So for the new pic you posted. USA?
I'm sorry, C.I. and Ellinas. I don't know the fine details. All I really want is the country and the discovery. Turkey is correct, and the discovery is?
This was at Ephessos, he was more spesific.
So ciceron, Australia?
Hold on a second. Letty was trying to say the discovery of Troy in Turkey, and simply that. Sorry if I mislead everyone.
Troy was discovered by a German, Schlieman, I believe.
Exactly, C.I. but is that picture not of Troy?
According to legend, the finder of the true site of Troy was Heinrich Schliemann, adventurer, speaker of 15 languages, world traveller, and gifted amateur archaeologist.

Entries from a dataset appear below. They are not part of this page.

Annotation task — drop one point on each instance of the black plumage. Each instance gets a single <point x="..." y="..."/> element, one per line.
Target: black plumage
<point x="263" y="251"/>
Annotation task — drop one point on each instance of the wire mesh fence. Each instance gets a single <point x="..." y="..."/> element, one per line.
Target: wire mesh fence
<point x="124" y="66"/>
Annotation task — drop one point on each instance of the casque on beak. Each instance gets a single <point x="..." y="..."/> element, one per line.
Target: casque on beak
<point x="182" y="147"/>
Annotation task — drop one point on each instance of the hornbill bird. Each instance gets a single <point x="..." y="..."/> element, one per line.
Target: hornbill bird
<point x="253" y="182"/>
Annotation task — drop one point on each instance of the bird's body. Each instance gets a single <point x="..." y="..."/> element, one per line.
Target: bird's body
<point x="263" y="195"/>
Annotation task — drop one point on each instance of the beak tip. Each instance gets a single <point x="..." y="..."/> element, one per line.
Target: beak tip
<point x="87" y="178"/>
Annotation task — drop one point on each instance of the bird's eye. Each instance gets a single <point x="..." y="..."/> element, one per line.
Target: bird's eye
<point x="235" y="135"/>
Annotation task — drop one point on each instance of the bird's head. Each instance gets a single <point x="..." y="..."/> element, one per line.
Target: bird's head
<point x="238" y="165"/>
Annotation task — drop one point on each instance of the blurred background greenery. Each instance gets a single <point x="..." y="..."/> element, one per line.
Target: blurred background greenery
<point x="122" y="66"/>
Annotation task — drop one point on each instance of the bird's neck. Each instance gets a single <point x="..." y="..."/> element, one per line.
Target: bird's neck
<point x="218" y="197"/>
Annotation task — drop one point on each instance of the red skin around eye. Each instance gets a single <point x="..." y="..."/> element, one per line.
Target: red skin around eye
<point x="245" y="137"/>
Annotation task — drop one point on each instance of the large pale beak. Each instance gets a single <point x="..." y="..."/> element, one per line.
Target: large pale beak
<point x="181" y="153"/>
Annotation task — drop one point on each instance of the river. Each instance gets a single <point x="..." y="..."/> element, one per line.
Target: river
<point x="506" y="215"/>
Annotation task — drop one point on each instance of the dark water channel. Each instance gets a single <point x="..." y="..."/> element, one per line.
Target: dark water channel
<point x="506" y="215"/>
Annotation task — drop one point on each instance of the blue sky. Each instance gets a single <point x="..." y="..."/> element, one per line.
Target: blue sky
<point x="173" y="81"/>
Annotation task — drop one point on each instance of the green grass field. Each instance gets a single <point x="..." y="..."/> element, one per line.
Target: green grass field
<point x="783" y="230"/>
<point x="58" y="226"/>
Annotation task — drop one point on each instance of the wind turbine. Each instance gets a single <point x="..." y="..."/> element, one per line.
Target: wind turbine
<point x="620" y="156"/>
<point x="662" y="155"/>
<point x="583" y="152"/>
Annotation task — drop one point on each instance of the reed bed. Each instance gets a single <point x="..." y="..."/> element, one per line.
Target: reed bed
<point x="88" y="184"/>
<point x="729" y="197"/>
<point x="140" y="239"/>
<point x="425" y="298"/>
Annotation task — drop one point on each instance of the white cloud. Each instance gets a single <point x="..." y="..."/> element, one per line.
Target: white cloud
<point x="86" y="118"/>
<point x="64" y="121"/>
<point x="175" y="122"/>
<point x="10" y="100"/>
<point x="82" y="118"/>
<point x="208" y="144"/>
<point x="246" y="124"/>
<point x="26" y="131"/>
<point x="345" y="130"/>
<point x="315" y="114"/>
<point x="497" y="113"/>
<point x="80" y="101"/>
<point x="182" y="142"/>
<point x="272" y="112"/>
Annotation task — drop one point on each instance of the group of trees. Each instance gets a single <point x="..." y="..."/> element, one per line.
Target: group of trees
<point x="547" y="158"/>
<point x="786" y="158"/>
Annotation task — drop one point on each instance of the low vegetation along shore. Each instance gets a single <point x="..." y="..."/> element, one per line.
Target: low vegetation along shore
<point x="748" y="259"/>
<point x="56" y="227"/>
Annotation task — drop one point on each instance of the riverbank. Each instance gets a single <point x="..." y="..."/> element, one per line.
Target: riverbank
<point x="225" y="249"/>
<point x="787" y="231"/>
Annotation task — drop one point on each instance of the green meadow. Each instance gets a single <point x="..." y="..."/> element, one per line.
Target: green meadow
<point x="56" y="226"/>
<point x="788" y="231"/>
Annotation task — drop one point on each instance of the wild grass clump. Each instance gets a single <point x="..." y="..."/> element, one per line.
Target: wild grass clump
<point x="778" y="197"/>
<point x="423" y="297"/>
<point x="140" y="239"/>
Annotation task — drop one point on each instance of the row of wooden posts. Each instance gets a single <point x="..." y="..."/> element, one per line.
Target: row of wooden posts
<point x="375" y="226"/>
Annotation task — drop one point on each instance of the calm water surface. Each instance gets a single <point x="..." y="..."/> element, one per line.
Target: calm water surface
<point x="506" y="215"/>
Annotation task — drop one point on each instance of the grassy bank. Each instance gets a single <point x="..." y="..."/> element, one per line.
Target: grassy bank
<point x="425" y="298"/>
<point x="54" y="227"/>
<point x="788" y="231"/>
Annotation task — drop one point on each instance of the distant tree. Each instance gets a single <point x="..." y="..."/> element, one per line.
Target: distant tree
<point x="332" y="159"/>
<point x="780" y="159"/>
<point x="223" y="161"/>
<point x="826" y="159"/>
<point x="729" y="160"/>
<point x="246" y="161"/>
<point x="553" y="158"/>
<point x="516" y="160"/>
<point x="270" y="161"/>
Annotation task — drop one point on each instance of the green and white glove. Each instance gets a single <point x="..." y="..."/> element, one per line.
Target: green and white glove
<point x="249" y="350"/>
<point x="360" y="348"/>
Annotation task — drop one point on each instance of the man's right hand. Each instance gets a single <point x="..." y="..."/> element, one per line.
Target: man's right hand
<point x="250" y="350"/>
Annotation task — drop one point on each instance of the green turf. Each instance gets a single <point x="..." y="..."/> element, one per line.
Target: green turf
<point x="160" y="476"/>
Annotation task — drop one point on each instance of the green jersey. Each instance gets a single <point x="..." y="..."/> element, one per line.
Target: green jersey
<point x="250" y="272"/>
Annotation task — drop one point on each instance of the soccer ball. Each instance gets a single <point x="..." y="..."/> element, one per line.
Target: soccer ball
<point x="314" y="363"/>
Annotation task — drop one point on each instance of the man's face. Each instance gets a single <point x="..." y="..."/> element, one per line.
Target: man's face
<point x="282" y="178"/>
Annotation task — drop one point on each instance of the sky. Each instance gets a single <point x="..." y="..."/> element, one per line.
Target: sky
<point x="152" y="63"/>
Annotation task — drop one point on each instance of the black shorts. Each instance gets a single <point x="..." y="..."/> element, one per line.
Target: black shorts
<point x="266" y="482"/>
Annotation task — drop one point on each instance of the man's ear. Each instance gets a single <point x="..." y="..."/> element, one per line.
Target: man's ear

In his memoirs and books, Schliemann claimed that when he was eight, his father took him on his knee and told him the story of the Iliad, the forbidden love between Helen, wife of the King of Sparta, and Paris, son of Priam of Troy, and how their elopement resulted in a war that destroyed a civilization. That story, said Schliemann, awoke in him a hunger to search for the archaeological proof of the existence of Troy and Tiryns and Mycenae. In fact, he was so hungry that he went into business to make his fortune so he could afford the search. And after much consideration and study and investigation, on his own he found the original site of Troy, at Hisarlik in Turkey.
Yes, it's in Canada, but where?
Letty, The picture you posted is of the library in Ephesus. Troy doesn't have much in the way to standing structures that survived. I know about Schleimann, because he was instrumental in the discovery of some important archaeological finds in the middle east, and he once lived in Sacramento, California, the place of my birth. He supposedly got his money from his brother's gold business.
Thank you, C.I. Once again, I goofed. There was another picture, but I couldn't access it.
From my photo album on Troy.
The excavations at Troy shows, if I remember correctly, seven levels of the city; one built on top of the other that shows different geological time periods.
Yes, Schliemann discovered cities far older than Troy, and as I recall, he took the treasures that he found, much to the dismay of the Turkish government and the antiquities department. He even married someone named Helen. All that from the memories of an eleven year old girl whose books were her only companions. <smile>
I cannot see a picture of what you are asking about, C.I.
It's true that Schliemann took antiquities from the sites he founded, but so did the English from around the world. The British Museum is the home to many treasures from around the world; one of my favorite museums.